Pendant des années, elle a fumé, débordé, empesté. Elle a rendu l’air irrespirable, l’eau suspecte, la vie quotidienne pénible. À Hamdallaye, au cœur de Conakry, la décharge de Dar-Es-Salam s’est imposée comme un symbole brutal de l’abandon urbain et de l’aveuglement collectif. Aujourd’hui, pourtant, l’horizon semble enfin s’éclaircir : la fin de ce monstre environnemental est annoncée.
Le ministre de l’Hydraulique et des Hydrocarbures, Aboubacar Camara, a confirmé ce que beaucoup n’osaient plus espérer : un financement de 70 millions d’euros est mobilisé pour fermer définitivement Dar-Es-Salam et transférer la décharge vers Baritôdé, dans la commune de Kouria, préfecture de Kindia. Une décision lourde de sens, autant politique que sanitaire.
Derrière ce chiffre, il y a des partenaires internationaux, mais surtout une prise de conscience tardive. Vingt millions d’euros viendront de l’Union européenne, cinquante de l’Agence française de développement. Une enveloppe conséquente, à la mesure d’un problème que les riverains dénoncent depuis des décennies, souvent dans l’indifférence, parfois au prix de leur santé.
Le ministre ne minimise pas l’ampleur du désastre. Il reconnaît la gravité de la situation actuelle et admet l’urgence d’y mettre fin. Il insiste aussi sur l’implication personnelle du Premier ministre, Amadou Oury Bah, dans un dossier longtemps repoussé d’un ministère à l’autre. Car Dar-Es-Salam n’est pas qu’une décharge : c’est une bombe sanitaire posée en pleine zone urbaine, un risque permanent pour des milliers de familles.
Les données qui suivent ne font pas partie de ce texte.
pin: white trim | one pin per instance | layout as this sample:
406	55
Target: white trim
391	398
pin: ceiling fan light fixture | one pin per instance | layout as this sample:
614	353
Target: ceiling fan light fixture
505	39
Les choses, cette fois, semblent avancer. Les études techniques et environnementales ont été lancées il y a quelques semaines. Pas question, assure-t-on, de déplacer le problème sans le résoudre. À Baritôdé, les projections se font sur cinquante ans, intégrant croissance démographique et urbanisation future. Une façon de dire : plus jamais ça. Plus jamais une décharge devenue ville, plus jamais une ville transformée en dépotoir.
Invité sur le plateau de la RTG, Aboubacar Camara se veut catégorique : la délocalisation sera définitive. Mieux, il esquisse déjà l’après. La fermeture de Dar-Es-Salam pourrait transformer ce no man’s land toxique en un espace à forte valeur immobilière. Une perspective presque ironique quand on pense à ce que ce site a infligé à ses voisins pendant tant d’années.
Il faut se souvenir qu’en juillet 2025, le Premier ministre s’était rendu sur place, face aux populations excédées. Des études avaient alors été annoncées, menées notamment par le cabinet Artelia, pour baliser une sortie de crise. À l’époque, beaucoup avaient accueilli ces promesses avec scepticisme.
Aujourd’hui, les financements sont là, les études sont lancées, le calendrier semble enclenché. Reste l’essentiel : transformer l’annonce en réalité. Car à Dar-Es-Salam, on a appris à se méfier des discours. Et à espérer, malgré tout, que cette fois, Conakry pourra enfin respirer.